In southern Afghanistan ,it's becoming increasingly dangerous to be a working woman.Writing in Canada's Globe and Mail, Jane Armstrong reports on how these women are coping.
Last month's assassination of activist Safia Ama Jan, the director of women's affairs for the province of Kandahar, who was gunned down outside her house as she left for work, put a chill in the hearts of female professionals. It harkened back to the time when the Taliban were in power and women were routinely beaten, mutilated and killed for disobeying their restrictive edicts. The women now say the death threats are on the rise, but local police can do nothing to protect them.
At Monday's gathering, eight women sat around a table in a shabby board room, lamenting the rise in violence. They are educated, married women with families. Like nearly all Kandahar women, they wear burkas in public — and remove the head-to-toe covering once inside their offices.
“When I leave for work in the morning, I don't know if I will be coming home,” one working woman lamented during a Monday-morning meeting at a women's resource centre in downtown Kandahar.
I change my route every day,” she continued. “I wear a different coloured burka. Everyone has fear.”
The weekly meetings are a chance for female professionals to gather and vent about the current spate of violence against women in this troubled city.
In Afghanistan it seems the only way a woman can work is by wearing a burka out in public. And yet, in Europe several countries ban women from not only wearing burkas but the hijab- the most common form of headcovering for Muslim women.
The issue of banning burkas is now being discussed in the UK after politican Jack Straw said he would like to ban burkas.
The veil question has exposed a staggering level of thoughtless illiberalism, and not just where you'd expect to find it.

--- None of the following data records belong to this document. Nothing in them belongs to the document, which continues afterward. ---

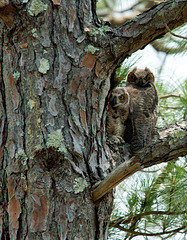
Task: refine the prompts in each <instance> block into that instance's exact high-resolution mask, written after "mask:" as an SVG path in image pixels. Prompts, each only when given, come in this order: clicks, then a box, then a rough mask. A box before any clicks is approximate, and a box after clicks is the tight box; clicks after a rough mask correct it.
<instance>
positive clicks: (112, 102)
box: [112, 97, 117, 107]
mask: <svg viewBox="0 0 187 240" xmlns="http://www.w3.org/2000/svg"><path fill="white" fill-rule="evenodd" d="M116 104H117V98H116V97H114V99H113V100H112V106H113V107H115V105H116Z"/></svg>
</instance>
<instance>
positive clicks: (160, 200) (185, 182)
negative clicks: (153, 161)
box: [98, 1, 187, 240]
mask: <svg viewBox="0 0 187 240" xmlns="http://www.w3.org/2000/svg"><path fill="white" fill-rule="evenodd" d="M153 2H154V1H136V3H135V4H133V3H130V6H129V7H128V3H127V4H122V2H121V3H119V1H99V2H98V7H99V10H98V14H99V15H100V16H101V17H103V18H104V20H110V22H111V23H112V24H113V25H120V24H121V22H123V23H124V22H126V21H127V20H129V18H131V17H132V16H134V15H135V14H137V13H138V12H137V10H138V8H140V6H141V11H145V10H146V6H147V4H148V3H149V4H153ZM123 3H124V2H123ZM121 5H122V6H121ZM118 6H120V8H122V9H125V11H121V10H120V11H119V10H118V9H119V8H118ZM185 31H186V26H182V27H180V28H178V29H177V30H176V31H174V32H172V33H171V32H170V33H168V34H166V35H165V36H164V37H163V38H162V39H159V40H156V41H154V42H152V43H151V44H150V45H151V46H152V47H153V48H154V49H155V50H156V51H158V52H163V54H162V55H163V58H162V59H163V62H162V61H161V62H158V63H157V61H155V63H154V64H155V65H156V64H157V65H156V66H155V70H157V71H156V74H155V75H156V84H157V88H158V90H159V96H160V97H159V98H160V104H159V108H160V110H159V121H158V126H159V127H163V126H166V125H168V124H171V123H173V122H177V121H181V120H184V119H186V111H187V94H186V89H187V86H186V80H187V79H186V78H185V77H187V76H186V75H185V72H184V75H183V78H182V79H181V78H179V77H178V76H177V75H173V74H172V76H168V78H169V80H167V78H166V74H167V70H165V72H164V71H163V66H164V65H167V64H166V61H167V56H171V55H173V61H174V62H175V64H173V67H174V68H177V67H178V66H177V65H176V60H175V58H176V54H177V53H180V56H182V54H185V52H186V43H187V42H186V37H185ZM146 51H149V50H148V49H147V50H146V49H145V51H143V50H142V52H141V54H140V53H139V54H133V56H132V57H130V59H127V60H126V61H125V62H124V63H123V66H122V67H121V68H118V70H117V74H116V78H117V79H118V81H120V85H121V86H124V85H125V81H124V80H125V77H126V75H127V72H128V71H129V69H130V68H132V65H134V64H135V65H138V64H141V63H142V62H144V61H145V59H146V57H144V58H143V59H142V57H141V55H146ZM153 54H155V59H156V52H155V53H152V55H151V56H149V55H150V53H148V54H147V56H149V59H150V61H152V62H153V61H154V56H153ZM164 55H165V56H164ZM159 56H160V55H159ZM147 62H148V61H147ZM174 71H175V69H173V72H174ZM163 76H164V77H163ZM181 76H182V74H181ZM163 78H165V79H164V80H163ZM168 83H169V84H168ZM185 186H186V158H179V159H177V161H176V160H173V163H168V164H167V165H165V164H164V165H163V164H162V165H158V166H156V167H155V166H154V167H153V168H150V169H149V170H147V171H144V170H143V171H142V173H140V172H138V173H136V174H135V175H133V176H132V177H130V178H128V179H127V180H126V181H124V182H123V183H121V184H120V185H119V187H117V190H116V193H115V208H114V211H113V214H112V219H111V223H110V227H111V230H110V237H109V239H138V240H140V239H185V238H186V233H185V232H186V230H185V229H186V220H185V219H186V213H187V209H186V207H185V206H186V201H187V196H186V194H185Z"/></svg>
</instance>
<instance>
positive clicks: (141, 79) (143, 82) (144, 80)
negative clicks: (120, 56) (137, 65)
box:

Hot off the mark, the Express consults its readers about a ban on the veil:
"An astounding 97% of Daily Express readers agreed a ban would help to safeguard racial harmony." It's not quite clear how this ban would be implemented. (Policemen ripping veils from women's faces? Asbos? Flinging wearers in jail?)
In response to the debate in England, Bill Maher brought up the issue of banning Burkas on his weekly HBO program. Maher asked the guests -- CNN host Lou Dobbs, Ben Affleck and terrorism expert Danielle Pletka, what they thought of the idea of forbidding women in the United States from wearing burkas. Maher is in favor of the ban --saying the burkas are a sign of oppression.

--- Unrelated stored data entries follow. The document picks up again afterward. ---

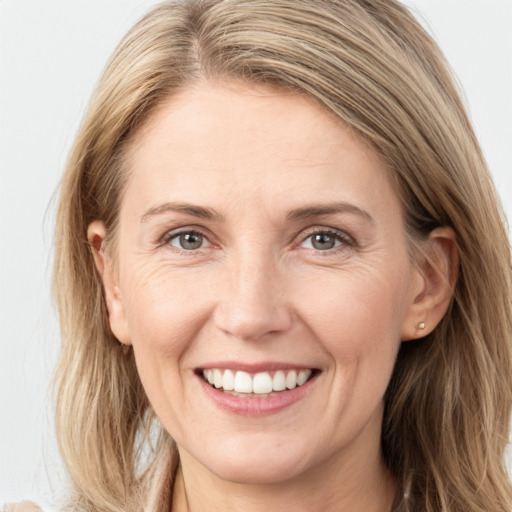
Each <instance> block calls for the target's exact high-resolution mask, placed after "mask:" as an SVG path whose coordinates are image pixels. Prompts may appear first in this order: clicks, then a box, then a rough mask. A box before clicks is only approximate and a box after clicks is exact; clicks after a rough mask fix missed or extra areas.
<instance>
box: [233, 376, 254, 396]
mask: <svg viewBox="0 0 512 512" xmlns="http://www.w3.org/2000/svg"><path fill="white" fill-rule="evenodd" d="M235 391H236V392H237V393H252V379H251V376H250V375H249V374H248V373H247V372H236V375H235Z"/></svg>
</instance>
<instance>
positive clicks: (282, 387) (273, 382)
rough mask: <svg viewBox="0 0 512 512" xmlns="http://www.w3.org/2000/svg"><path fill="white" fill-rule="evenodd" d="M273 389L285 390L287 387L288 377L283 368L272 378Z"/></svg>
mask: <svg viewBox="0 0 512 512" xmlns="http://www.w3.org/2000/svg"><path fill="white" fill-rule="evenodd" d="M272 389H273V390H274V391H284V390H285V389H286V377H285V375H284V372H282V371H281V370H279V371H278V372H276V373H275V374H274V378H273V379H272Z"/></svg>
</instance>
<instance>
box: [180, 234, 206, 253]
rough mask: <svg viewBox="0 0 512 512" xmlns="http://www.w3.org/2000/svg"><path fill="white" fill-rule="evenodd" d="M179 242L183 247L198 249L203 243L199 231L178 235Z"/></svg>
mask: <svg viewBox="0 0 512 512" xmlns="http://www.w3.org/2000/svg"><path fill="white" fill-rule="evenodd" d="M180 244H181V246H182V247H183V249H188V250H191V249H199V247H201V245H202V244H203V235H200V234H199V233H185V234H183V235H181V236H180Z"/></svg>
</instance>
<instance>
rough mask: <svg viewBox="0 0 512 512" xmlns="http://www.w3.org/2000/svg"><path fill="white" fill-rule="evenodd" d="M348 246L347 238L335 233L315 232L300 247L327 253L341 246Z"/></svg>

Dobbs agreed. Affleck warned that a ban would be a violation of religious freedom and the terrorism expert said despite her reservations of infringing on religious freedom, she too is in favor of the ban.
While burkas make me uncomfortable for a myriad of reasons, I agree with Affleck. So does David Edgar, a playwright who wrote an opinion piece about the Burka controversy in The Guardian.
And yes, the veil can be alienating to people trying to communicate with the person wearing it; it is sometimes (but not always) worn involuntarily, and (for me) is an expression of devotion to a non-existent supernatural being whose worship excuses all kinds of barbarism. But if we want to have a leg to stand on when we stand up for The Satanic Verses or Behzti or Jerry Springer, we must defend to the death the right to wear it.